In re Osburn's Estate

Decision Date16 October 1899
Citation36 Or. 8,58 P. 521
PartiesIn re OSBURN'S ESTATE. v. OSBURN. [1] FOWLE et al.
CourtOregon Supreme Court

Bean J., dissenting.

Appeal from circuit court, Douglas county; J.C. Fullerton, Judge.

In the matter of the estate of A.G. Osburn, deceased. From a judgment of the circuit court affirming an order approving the final report of Grace Osburn, administratrix, Fowle &amp Daley, creditors of the estate, appeal. Modified and affirmed.

This is a controversy arising out of the settlement of an estate. A.G. Osburn having died intestate, the county court of Douglas. county appointed his widow, Grace Osburn administratrix of his estate, which consisted of a stock of boots, shoes, and furnishing goods, valued by the appraisers at $2,558.04; but the inventory improperly included the "shoe bill of Isaac Farris, $180.80," as an asset of the estate, so that the value of all the goods rightfully appraised was $2,377.24. Said court having ordered that the merchandise be sold at private sale, and "as in regular course of business," the administratrix commenced selling the goods as ordered, keeping an account of the daily receipts, but not of the articles sold, nor the names of the purchasers, and, after conducting the business in this manner about eight months, sold the remaining goods at public auction, realizing for the entire stock the sum of $2,333.15. She thereupon filed her final account, showing that claims had been allowed against the estate amounting to $2,631.73 upon which she had paid, by order of the court, the sum of $759.90; that the funeral charges and expenses of administration were $1,301.49, and that there remained on hand for disbursement the sum of $271.76. Messrs. Fowle &amp Daley, creditors of the estate, whose claim had been allowed, filed objections to many items of the account, and issue being joined thereon resulted in the approval of the account, except an item of $40, paid to May Aubery for clerk hire, which was disallowed.

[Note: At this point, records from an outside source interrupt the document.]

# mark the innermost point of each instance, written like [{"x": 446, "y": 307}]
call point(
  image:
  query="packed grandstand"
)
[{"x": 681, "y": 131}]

From this decision an appeal was taken to the circuit court, and, the order complained of being affirmed, said creditors appeal to this court.

Wm. R. Willis and A.M. Crawford, for appellants.

J.W. Hamilton, for respondent.

MOORE, J. (after stating the facts).

As a preliminary matter, respondent's counsel move to strike from the transcript the petition for letters of administration, the order appointing the administratrix, her undertaking, the inventory, and the order of the county court directing a pro rata distribution of the funds of the estate; contending that neither of these papers was offered in evidence. The inventory constituted the first item of charge against the administratrix, and was the foundation of her account (Hill's Ann.Laws Or. § 1176; 11 Am. § & Eng.Enc.Law [[2d Ed.] 1200; 2 Woerner, Adm'n, § 510), the filing of which made the inventory upon which it was predicated a part of the record, and it was properly included in the transcript without having been offered in evidence. As to the order of distribution, the respondent is evidently mistaken, as the transcript shows it was in evidence. The other papers, however, not having been offered in evidence, and not being a necessary part of the final report, will not be considered; but this conclusion cannot change the result, for, the final account having been filed by Mrs. Osburn, showing that she had administered upon the estate, she is estopped from denying her representative character, or her liability to account accordingly. Damouth v. Klock, 29 Mich. 289.

When an estate is fully administered, the executor or administrator is required to file his final account, which must contain a detailed statement of the amount of money received and expended by him, from whom received, and to whom paid, and refer to the vouchers for such payments, and the amount of money and property, if any, remaining unexpended or unappropriated. Hill's Ann.Laws Or. § 1173. Inasmuch as it does not appear from the final account from whom the money was received, or what property, if any, remains undisposed of, or that the estate is fully administered, counsel for appellants contend that the account should be set aside, and the administratrix charged with the appraised value of the estate. No memorandum having been kept of the goods sold, or the separate amounts received for the different articles disposed of, it is impossible to check up the sales with the inventory, so as to be able to say with any degree of certainty that any goods remain on hand, or whether they were sold for more or less than their appraised value. The administratrix, as a witness, testifies that it was impossible to keep an account of what each article sold for at the auction, and impracticable, and almost impossible, to keen an account of the names of the persons to whom the property was sold, whether at the private sale on the public auction. If it were possible to obtain a corrected report, it would be the duty of the court to set aside the account, and require the administratrix to file one conforming to the requirements of the statute; but, since a corrected report cannot be made, we have concluded that the ends of justice can better be subserved by treating the account as the final settlement of the estate, believing that the administratrix made an honest effort to dispose of the property for the best interests of all concerned.